But perhaps the city's oldest and most profound occult traditions are those
involving the mysterious practices of voodoo. During a southern speaking tour
I was able to set aside a few days to explore the New Orleans museums, shops,
temples, and tombs that relate to this distinctive admixture of religion and
magic, commerce and controversy.
Voodoo
Voodoo-or voudou-is the Haitian folk religion. It consists of various African
magical beliefs and rites that have become mixed with Catholic elements. It
began with the arrival of slaves in the New World, most of them from the western,
"Slave Coast" area of Africa, notably from Dahomey, now Benin, and Nigeria.
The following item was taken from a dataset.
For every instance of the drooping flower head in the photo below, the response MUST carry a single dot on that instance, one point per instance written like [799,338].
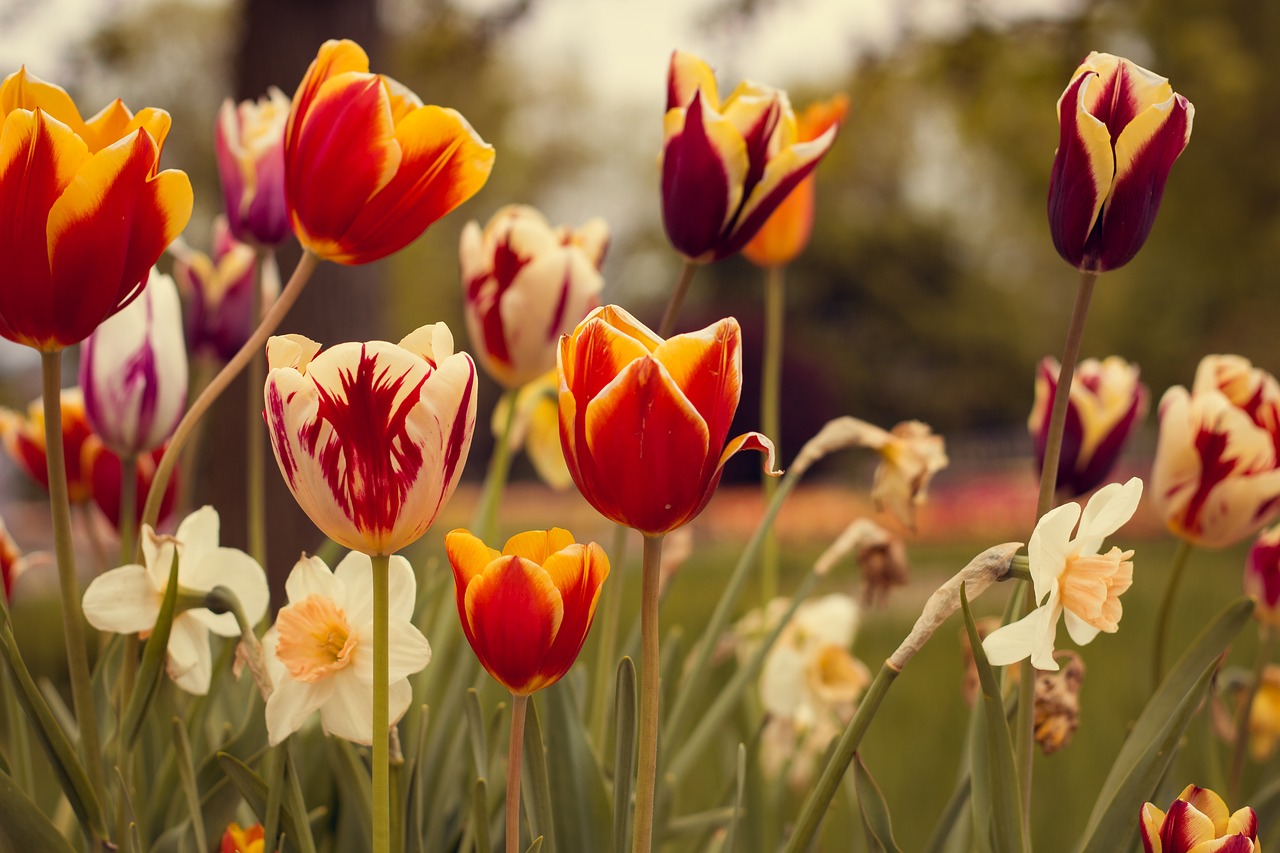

In Benin's Fon language, vodun means "spirit," an invisible, mysterious
force that can intervene in human affairs (Hurbon 1995, 13; Métraux 1972,
25, 359; Bourguignon 1993).
According to one writer, "The Blacks suffered under merciless circumstances-their
property and their family and social structures all torn to shreds; they had
nothing left-except their Gods to whom they clung tenaciously." In Haiti and
elsewhere, there was an attempt to strip them even of that, their "heathen"
beliefs being rigorously suppressed. However, the slaves "worshiped many of
their Gods unbeknownst to the priests, under the guise of worshipping Catholic
saints" (Antippas 1988, 2).
Voodoo's African elements include worship of loa (supernatural entities)
and the ancestral dead, together with the use of drums and dancing, during which
loa may possess the faithful. Catholic elements include prayers such
as the Hail Mary and the Lord's Prayer, as well as baptism, making the sign
of the cross, and the use of candles, bells, crosses, and the images of saints.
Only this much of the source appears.